Cruz began as the prohibitive favorite after his surprisingly successful 2016 presidential run, but he suddenly found himself in a tough contest against O’Rourke, a little-known El Paso congressman and one-time punk rocker who became a national political sensation and shattered fundraising records despite shunning donations from outside political groups and pollster advice.
Cruz turned back O’Rourke with the help of Trump, his bitter rival in 2016. Trump took the unexpected step of traveling to reliably Republican Texas during crunch time, staging a Houston rally to energize his base for Cruz just two weeks before Election Day. The president praised the senator as “beautiful” and smart, a far cry from two years ago when he repeatedly mocked Cruz as “Lyin’ Ted,” made fun of his wife’s appearance and suggested that Cruz’s Cuban-born father had a hand in the assassination of John F. Kennedy.

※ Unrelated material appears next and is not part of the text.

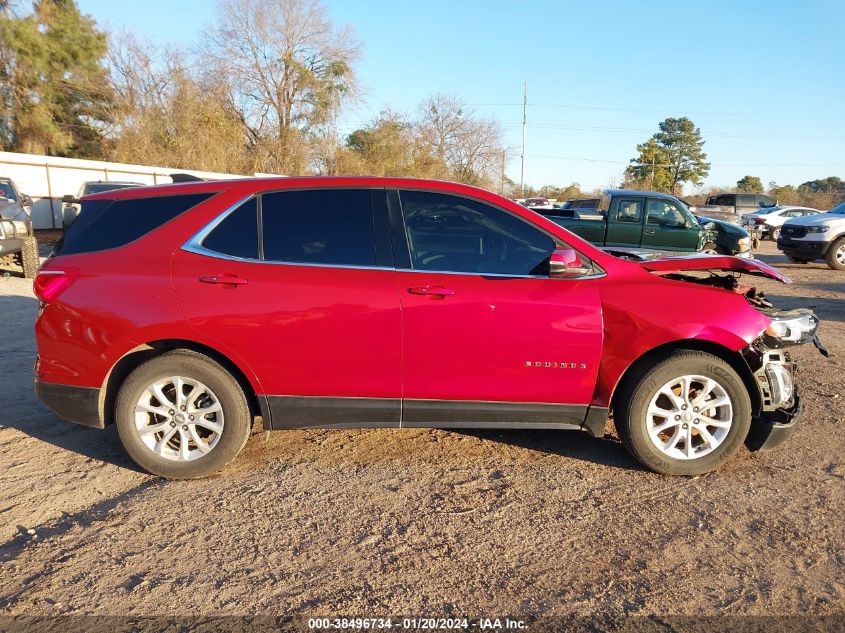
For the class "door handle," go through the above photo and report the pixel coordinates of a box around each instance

With the win, Cruz kept alive his hopes of mounting a second presidential run once Trump leaves the White House.
O’Rourke grabbed glowing national headlines by visiting all 254 Texas counties and often drawing large crowds — even in fiercely conservative areas other Democrats had long since written off. He raked in donations from across the country and even set a new record for Senate campaign fundraising by collecting more than $38 million in the three-month period from July through September alone. All told, he raised a whopping amount — more than $70 million.
Cruz had the support of outside groups but was still being outraised 3-to-1 by the end of the race — a discrepancy he dismissed by saying the “hard left” was energized by outrage at Trump and “Texas will not be bought.”

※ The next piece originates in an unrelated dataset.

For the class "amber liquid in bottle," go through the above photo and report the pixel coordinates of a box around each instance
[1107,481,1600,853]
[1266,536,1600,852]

“It’s the time for choosing. It’s the time for action. We know that the hard-left right now, they’re angry. They’re energized,” Cruz said Monday. “They’re filled with rage and hatred for the president. And that’s dangerous.”
For months, Cruz refused to entertain the notion that he’d lose, saying there are more Republicans in Texas than Democrats, so all he had to do to win was avoid conservative complacency. He also said O’Rourke’s support for impeaching Trump, relaxing federal immigration policy, decriminalizing marijuana and implementing universal health care were too liberal for even many of the state’s moderate Democrats and independents.
Still, the race laid bare that many Texas conservatives never forgave Cruz for clashing with Trump at the end of the 2016 presidential primary and for refusing to endorse him at the Republican National Convention in Cleveland — a move many saw as putting personal ambitions over party. That’s despite Cruz being one of the fiercest supporters of the president and the policies of the Republican-controlled Congress since then, despite getting to the Senate in 2012 as a tea party insurgent intent on enraging establishment leaders from both parties.
Cruz, 47, made no secret about wanting to run for president again once Trump leaves office. And though he was tested by O’Rourke, avoiding what would have been a monumental upset means that remains a possibility. O’Rourke himself had been mentioned as a possible 2020 White House contender — but that was dependent on him staying within striking distance of Cruz.
“My confidence is in the people of Texas,” O’Rourke told reporters on Monday night, moments before staging a raucous rally with Mariachi band at the University of Texas at El Paso, mere blocks from his home. “I think we have every indication, based on turnout so far, that we’re going to have a very good day tomorrow.”
O’Rourke’s defeat also dashed Democrats’ decades-long hopes of a booming Texas Hispanic population flipping the country’s largest red state blue, potentially transforming the national electoral maps and all-but blocking a Republican path to the presidency. Cruz has for years warned that a Democratic Texas would mean his party would never again win the White House.
A Texas Democrat hasn’t won any of the nearly 30 statewide offices since 1994, the country’s longest losing streak.